Sin embargo, la iniciativa enfrenta escrutinio por su dependencia de la tecnología estadounidense de compañías como Palantir y su potencial para eludir la separación constitucional de la policía y las agencias de inteligencia de Alemania. Los críticos advierten que la adopción de la arquitectura israelí, donde los servicios civiles, militares y de inteligencia están estrechamente entrelazados, podría crear lagunas de supervisión y nuevas dependencias de controvertidas empresas de seguridad extranjeras.
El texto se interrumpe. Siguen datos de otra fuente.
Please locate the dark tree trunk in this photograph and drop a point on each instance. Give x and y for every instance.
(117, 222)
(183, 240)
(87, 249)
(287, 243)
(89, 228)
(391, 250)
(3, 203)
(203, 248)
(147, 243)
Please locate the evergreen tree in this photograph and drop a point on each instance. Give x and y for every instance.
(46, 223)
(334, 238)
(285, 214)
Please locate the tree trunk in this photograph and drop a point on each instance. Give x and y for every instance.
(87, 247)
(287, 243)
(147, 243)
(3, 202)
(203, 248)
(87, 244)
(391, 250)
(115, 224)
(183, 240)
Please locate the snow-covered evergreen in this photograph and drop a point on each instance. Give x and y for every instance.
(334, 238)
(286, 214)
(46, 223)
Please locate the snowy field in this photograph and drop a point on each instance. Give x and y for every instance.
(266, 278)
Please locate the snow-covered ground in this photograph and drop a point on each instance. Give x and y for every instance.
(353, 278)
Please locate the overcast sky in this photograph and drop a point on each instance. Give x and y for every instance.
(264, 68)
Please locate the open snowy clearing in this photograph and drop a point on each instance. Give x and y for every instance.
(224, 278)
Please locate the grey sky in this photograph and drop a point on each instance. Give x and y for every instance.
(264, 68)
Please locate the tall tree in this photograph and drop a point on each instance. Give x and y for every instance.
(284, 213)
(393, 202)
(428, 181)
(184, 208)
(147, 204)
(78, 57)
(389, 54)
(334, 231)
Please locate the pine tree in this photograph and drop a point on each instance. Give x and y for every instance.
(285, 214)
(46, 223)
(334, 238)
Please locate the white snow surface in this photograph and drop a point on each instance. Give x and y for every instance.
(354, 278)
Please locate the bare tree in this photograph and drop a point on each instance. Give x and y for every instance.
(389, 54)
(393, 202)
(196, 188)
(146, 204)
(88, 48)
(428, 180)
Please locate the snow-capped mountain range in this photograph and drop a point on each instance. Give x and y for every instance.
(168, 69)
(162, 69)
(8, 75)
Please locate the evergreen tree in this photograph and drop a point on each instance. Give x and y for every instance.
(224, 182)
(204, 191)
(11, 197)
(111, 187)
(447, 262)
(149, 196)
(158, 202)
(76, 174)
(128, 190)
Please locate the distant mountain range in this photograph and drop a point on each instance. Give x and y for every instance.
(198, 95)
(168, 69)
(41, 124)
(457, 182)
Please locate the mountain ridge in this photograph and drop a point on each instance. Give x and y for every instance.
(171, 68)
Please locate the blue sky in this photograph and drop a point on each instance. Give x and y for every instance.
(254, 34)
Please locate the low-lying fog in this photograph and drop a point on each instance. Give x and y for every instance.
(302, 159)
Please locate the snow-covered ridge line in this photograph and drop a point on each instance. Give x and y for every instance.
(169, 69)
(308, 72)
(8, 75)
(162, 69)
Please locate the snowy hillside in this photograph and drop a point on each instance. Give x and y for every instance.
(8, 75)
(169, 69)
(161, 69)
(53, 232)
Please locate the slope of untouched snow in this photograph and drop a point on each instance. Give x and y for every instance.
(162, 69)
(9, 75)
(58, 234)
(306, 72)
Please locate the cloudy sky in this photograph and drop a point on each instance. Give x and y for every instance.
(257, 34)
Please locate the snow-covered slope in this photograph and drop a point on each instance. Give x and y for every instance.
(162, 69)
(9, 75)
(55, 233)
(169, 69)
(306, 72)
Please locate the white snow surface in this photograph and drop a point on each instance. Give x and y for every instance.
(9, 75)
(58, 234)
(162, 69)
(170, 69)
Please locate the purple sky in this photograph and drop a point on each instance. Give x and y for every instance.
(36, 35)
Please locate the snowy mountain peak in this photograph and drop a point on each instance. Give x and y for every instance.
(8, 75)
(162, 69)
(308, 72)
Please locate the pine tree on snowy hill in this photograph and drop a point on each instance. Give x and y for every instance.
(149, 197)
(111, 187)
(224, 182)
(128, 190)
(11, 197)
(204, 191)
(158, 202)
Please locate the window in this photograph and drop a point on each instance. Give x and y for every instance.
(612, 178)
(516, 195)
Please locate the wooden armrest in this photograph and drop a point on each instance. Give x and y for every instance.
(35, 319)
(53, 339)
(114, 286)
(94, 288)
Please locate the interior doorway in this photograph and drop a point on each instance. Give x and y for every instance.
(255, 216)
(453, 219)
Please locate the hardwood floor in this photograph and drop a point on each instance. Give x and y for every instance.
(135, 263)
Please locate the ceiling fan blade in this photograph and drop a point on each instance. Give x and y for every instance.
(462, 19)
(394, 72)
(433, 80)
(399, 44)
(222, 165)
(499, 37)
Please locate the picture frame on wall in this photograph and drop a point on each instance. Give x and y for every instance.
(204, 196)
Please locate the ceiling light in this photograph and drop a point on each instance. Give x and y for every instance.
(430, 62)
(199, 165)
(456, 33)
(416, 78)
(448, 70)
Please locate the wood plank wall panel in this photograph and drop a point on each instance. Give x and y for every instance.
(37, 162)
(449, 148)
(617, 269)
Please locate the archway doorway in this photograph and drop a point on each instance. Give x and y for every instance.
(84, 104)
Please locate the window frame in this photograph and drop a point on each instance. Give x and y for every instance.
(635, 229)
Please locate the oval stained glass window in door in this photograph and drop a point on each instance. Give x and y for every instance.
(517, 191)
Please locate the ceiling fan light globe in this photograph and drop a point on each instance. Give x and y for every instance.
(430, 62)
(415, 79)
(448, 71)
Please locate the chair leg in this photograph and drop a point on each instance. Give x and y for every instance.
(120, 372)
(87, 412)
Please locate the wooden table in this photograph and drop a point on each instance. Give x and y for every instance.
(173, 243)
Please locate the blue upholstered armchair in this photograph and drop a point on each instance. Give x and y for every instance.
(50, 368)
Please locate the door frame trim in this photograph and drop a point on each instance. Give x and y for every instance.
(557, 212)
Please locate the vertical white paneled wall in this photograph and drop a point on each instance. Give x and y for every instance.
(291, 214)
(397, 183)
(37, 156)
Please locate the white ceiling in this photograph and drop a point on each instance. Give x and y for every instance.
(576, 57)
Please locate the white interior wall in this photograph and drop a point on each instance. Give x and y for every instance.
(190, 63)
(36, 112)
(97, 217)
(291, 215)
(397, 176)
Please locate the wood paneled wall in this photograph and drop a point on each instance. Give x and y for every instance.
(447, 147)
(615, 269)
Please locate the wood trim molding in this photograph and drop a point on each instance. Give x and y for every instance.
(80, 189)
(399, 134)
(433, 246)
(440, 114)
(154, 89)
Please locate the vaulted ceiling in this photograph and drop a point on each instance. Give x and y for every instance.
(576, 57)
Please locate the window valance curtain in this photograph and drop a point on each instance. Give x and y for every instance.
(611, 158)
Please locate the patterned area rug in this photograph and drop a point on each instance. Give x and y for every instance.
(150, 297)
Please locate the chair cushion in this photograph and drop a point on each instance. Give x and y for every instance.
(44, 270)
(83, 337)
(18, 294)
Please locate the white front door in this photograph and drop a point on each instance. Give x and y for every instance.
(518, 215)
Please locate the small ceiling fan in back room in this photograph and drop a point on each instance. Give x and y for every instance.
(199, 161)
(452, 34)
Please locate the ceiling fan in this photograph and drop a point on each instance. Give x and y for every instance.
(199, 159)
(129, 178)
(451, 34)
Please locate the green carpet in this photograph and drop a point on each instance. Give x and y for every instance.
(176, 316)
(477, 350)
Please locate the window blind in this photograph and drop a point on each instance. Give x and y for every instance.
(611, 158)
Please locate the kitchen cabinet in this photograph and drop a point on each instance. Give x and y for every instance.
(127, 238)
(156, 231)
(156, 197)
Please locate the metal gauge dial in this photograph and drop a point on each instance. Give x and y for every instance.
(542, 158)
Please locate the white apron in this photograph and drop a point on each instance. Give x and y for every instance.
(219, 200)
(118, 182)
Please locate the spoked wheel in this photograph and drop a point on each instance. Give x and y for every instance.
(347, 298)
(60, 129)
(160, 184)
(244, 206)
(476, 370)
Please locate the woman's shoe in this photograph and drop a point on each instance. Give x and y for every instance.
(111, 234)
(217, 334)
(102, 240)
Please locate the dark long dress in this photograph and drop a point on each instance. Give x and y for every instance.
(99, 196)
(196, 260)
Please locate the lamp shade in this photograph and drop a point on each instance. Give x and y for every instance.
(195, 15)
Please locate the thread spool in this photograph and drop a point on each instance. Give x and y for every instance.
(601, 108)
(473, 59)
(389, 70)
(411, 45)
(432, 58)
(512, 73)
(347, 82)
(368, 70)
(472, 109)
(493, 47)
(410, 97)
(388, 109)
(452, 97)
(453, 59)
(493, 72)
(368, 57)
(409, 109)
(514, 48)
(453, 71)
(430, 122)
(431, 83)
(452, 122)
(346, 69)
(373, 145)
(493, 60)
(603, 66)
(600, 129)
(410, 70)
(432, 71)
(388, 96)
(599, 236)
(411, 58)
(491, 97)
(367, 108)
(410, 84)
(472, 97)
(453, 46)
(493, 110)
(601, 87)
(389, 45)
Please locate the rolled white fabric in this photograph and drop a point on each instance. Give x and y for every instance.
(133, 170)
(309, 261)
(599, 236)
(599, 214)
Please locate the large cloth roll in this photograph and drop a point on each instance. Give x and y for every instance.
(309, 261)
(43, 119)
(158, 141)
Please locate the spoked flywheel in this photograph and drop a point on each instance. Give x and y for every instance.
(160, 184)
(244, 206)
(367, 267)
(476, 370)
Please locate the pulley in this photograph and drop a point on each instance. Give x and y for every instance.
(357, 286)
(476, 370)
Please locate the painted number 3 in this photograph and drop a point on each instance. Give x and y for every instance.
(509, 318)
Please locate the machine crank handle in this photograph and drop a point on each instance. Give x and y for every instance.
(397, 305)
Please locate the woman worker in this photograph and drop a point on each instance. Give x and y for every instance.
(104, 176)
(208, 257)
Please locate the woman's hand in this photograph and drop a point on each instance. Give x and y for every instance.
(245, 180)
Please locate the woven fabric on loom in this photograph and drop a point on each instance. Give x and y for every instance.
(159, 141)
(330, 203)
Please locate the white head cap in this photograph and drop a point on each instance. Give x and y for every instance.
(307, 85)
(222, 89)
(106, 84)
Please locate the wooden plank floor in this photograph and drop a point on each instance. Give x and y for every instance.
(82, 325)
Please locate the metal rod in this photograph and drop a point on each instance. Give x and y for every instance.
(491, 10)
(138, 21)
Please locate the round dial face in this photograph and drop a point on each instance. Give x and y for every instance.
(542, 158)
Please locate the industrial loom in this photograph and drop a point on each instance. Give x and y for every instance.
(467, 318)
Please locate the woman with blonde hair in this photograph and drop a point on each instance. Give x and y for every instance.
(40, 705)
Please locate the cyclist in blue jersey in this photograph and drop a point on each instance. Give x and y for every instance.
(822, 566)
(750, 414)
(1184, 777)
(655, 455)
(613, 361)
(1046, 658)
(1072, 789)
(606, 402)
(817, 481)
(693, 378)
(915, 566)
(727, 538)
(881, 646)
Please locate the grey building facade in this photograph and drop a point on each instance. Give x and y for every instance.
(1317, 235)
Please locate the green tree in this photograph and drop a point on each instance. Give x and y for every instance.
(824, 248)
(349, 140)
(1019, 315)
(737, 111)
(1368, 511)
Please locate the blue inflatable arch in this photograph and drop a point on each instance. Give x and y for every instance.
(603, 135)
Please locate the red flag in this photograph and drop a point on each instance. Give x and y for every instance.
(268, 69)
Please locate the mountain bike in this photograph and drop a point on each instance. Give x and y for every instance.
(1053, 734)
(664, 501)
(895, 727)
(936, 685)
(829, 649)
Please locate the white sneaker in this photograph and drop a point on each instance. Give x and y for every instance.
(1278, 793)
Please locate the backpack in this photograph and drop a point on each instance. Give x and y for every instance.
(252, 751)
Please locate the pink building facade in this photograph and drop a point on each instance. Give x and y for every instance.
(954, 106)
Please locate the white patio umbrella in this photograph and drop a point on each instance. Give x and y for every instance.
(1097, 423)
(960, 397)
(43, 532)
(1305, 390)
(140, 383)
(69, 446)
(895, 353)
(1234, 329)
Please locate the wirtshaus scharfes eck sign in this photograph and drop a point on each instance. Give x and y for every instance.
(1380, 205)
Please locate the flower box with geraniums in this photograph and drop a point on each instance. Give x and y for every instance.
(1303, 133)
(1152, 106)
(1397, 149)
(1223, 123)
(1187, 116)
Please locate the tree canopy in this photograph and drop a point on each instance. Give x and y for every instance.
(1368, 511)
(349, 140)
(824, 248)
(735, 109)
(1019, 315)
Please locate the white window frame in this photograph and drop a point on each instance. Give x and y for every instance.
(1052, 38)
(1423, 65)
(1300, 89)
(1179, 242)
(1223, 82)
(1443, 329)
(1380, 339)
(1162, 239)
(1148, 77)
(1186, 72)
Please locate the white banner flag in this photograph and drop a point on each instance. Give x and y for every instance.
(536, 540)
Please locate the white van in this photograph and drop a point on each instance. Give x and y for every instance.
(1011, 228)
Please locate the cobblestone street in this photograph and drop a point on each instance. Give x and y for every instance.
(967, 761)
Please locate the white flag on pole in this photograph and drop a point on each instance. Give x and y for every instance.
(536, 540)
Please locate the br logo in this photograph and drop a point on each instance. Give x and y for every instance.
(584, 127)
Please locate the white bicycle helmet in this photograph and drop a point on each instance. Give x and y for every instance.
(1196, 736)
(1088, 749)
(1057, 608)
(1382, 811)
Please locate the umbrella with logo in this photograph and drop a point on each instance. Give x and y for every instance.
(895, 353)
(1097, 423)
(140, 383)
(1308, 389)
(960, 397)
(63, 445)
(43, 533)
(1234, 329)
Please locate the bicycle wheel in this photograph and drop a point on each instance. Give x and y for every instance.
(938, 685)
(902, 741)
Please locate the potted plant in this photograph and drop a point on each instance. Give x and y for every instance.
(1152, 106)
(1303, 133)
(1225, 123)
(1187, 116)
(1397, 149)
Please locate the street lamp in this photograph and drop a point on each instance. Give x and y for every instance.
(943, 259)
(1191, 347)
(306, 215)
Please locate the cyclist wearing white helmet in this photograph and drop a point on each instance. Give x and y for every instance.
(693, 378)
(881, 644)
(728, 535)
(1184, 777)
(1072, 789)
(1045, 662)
Las alianzas se reconfiguran a medida que aumentan las tensiones globales
El impulso para nuevos marcos de defensa se produce a medida que los recientes eventos geopolíticos tensan las asociaciones tradicionales. El conflicto entre EE. UU. e Israel con Irán, según se informa, creó profundas divisiones dentro de la alianza atlántica, exponiendo sus limitaciones. Esta incertidumbre está impulsando a otras naciones a reevaluar sus acuerdos de seguridad. El presidente brasileño, Luiz Inácio Lula da Silva, por ejemplo, advirtió recientemente que su país debe estar preparado para defenderse y pidió una cooperación industrial-defensiva más profunda con Sudáfrica para reducir la dependencia de los principales proveedores de armas. Con un gasto de defensa brasileño de solo el 1% del PIB, el gobierno está considerando un plan de $85 mil millones para reforzar sus capacidades, lo que indica una tendencia global hacia la reevaluación de la seguridad nacional y las estructuras de alianza.